It is very interesting to see the connection between the different approaches to solve the linear regression problem.
Optimization of deterministic cost function
The firs point of view is simply as an optimization problem. The normal approach is to try to minimize the residual (errors) sum of squares (RSS). In that way we arrive to the normal equations that solve the problem (least squares)(linear regression)(OLS). To minimize the expression we equal the gradient of the RSS to zero and solve it to obtain the parameters that achieves the minimum. If instead of the RSS we use the absolute value of the residuals we arrive to the LAD (least absolute deviation) solution. For this solution there is not a close form solution, instead you have to use a linear programming apprach to solve it. Both LAD or RSS use the minimization of a cost function.

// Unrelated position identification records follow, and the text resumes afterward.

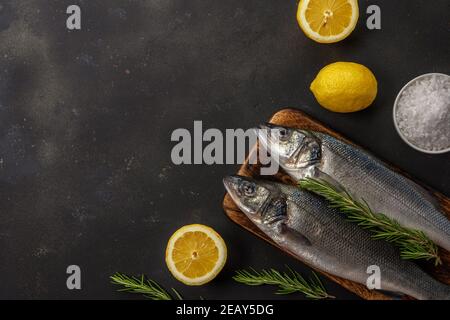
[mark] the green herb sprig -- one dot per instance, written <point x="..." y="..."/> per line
<point x="147" y="287"/>
<point x="287" y="282"/>
<point x="413" y="244"/>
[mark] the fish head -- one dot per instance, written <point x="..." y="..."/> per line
<point x="261" y="202"/>
<point x="292" y="148"/>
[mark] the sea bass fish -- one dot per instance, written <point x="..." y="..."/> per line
<point x="303" y="224"/>
<point x="310" y="154"/>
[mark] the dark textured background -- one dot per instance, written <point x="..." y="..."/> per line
<point x="86" y="117"/>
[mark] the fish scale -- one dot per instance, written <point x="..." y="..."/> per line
<point x="383" y="189"/>
<point x="321" y="237"/>
<point x="305" y="153"/>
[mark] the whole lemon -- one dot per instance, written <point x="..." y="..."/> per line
<point x="345" y="87"/>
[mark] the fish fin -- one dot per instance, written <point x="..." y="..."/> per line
<point x="291" y="235"/>
<point x="320" y="175"/>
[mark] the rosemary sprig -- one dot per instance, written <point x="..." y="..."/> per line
<point x="286" y="282"/>
<point x="149" y="288"/>
<point x="413" y="244"/>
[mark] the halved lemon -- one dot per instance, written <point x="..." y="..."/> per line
<point x="327" y="21"/>
<point x="195" y="254"/>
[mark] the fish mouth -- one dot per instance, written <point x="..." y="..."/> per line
<point x="231" y="184"/>
<point x="263" y="132"/>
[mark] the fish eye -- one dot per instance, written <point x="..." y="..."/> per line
<point x="248" y="189"/>
<point x="284" y="134"/>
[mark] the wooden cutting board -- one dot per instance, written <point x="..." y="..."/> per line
<point x="298" y="119"/>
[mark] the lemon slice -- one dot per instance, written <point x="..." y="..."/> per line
<point x="195" y="254"/>
<point x="327" y="21"/>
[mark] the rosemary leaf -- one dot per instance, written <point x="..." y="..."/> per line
<point x="413" y="244"/>
<point x="287" y="282"/>
<point x="147" y="287"/>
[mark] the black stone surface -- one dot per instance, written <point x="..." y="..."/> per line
<point x="86" y="116"/>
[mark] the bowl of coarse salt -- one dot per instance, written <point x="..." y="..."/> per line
<point x="422" y="113"/>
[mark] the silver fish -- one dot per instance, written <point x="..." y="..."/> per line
<point x="303" y="154"/>
<point x="303" y="224"/>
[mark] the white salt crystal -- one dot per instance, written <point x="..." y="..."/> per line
<point x="423" y="112"/>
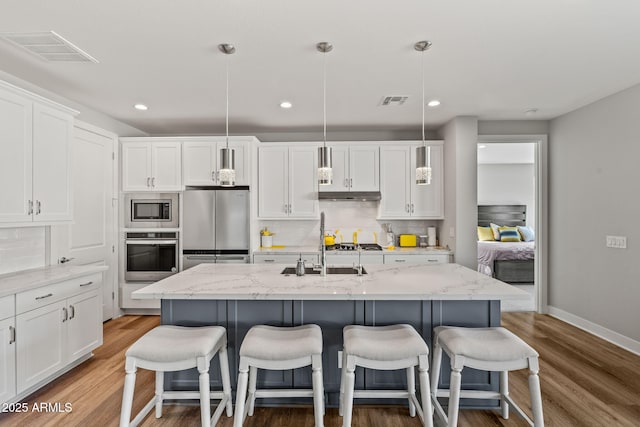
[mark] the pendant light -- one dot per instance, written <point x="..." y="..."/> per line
<point x="423" y="152"/>
<point x="325" y="167"/>
<point x="227" y="155"/>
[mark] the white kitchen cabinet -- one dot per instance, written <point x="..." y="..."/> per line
<point x="151" y="165"/>
<point x="35" y="167"/>
<point x="402" y="198"/>
<point x="201" y="163"/>
<point x="7" y="348"/>
<point x="356" y="167"/>
<point x="287" y="182"/>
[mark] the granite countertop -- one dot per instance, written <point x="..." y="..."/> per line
<point x="383" y="282"/>
<point x="29" y="279"/>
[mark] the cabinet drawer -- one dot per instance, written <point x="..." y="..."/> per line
<point x="44" y="295"/>
<point x="7" y="306"/>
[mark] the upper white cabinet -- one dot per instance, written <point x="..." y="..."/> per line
<point x="402" y="198"/>
<point x="201" y="163"/>
<point x="356" y="167"/>
<point x="35" y="154"/>
<point x="287" y="182"/>
<point x="151" y="165"/>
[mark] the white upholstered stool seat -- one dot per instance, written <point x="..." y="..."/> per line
<point x="488" y="349"/>
<point x="390" y="347"/>
<point x="174" y="348"/>
<point x="279" y="348"/>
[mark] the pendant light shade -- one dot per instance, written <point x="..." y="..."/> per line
<point x="325" y="159"/>
<point x="423" y="152"/>
<point x="227" y="173"/>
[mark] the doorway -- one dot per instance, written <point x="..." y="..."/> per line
<point x="512" y="171"/>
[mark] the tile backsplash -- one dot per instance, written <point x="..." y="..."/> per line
<point x="22" y="248"/>
<point x="345" y="217"/>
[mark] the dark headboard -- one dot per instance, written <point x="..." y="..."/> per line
<point x="509" y="215"/>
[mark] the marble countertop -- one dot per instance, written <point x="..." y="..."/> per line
<point x="29" y="279"/>
<point x="383" y="282"/>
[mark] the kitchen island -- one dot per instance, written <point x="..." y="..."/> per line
<point x="238" y="296"/>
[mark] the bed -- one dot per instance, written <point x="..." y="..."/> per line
<point x="510" y="262"/>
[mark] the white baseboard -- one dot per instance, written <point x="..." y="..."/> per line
<point x="597" y="330"/>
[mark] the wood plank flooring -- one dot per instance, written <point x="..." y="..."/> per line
<point x="585" y="382"/>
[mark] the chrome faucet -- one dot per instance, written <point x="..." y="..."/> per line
<point x="323" y="248"/>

When using a cost functions you can be lucky and have a close form solution (RSS case) or, more often, you arrive to a solution that involves an iterative process, either using gradient descent, stochastic gradient descent (using the gradient of the cost function) or some other method that uses both the gradient and the hessian of the cost fucntion (Newton method, quasi-Newton, …) (gradient descent)(finding minima)(gradient LAD)
Maximum likelihood of posterior distribution
Same results obtained by the optimization approach can be produced by other different means.
The predictor variable can be seen as a random variable produced by a function of the independent variables (deterministic) plus an error term (another random variable).
The pdf (probability density function) of the predictor random variable (the posterior distribution) will be similar to the pdf of the error term, except by a difference in the expected value that is provided by the linear relationship established on the independent variables.
If we assume that the error term has a gaussian pdf with zero mean and we try to determine the parameters of the linear function that maximize the log likelihood (MLE, maximum likelihood estimator) of the predicted values, conditioned on the independent data, we arrive to exactly the same solution that when optimizing the RSS cost function (see chapter 3 of the book: The Elements of Statistical Analysis, Hastie, Tibshirani)
The interesting point is that changing the pdf of the error term we arrive to different solutions.
If the error term has a Laplacian pdf and we use the same MLE strategy to estimate the parameters, we arrive to the same solution as when optimizing the least absolute value as a cost function.
When using different pdf distributions for the error term we arrive to different solutions.
To use a Laplacian pdf or any other long tail distribution provides a robust linear regression. The reason for that is that the error term distributon is able to incorporate outliers whithout having to change drastically its location (mean) parameters. When using a gaussian pdf this is not possible as the gaussian tolerates outliers badly (see chapter 7 of K.P. Murphy book: Machine Learning a probabilistic perspective).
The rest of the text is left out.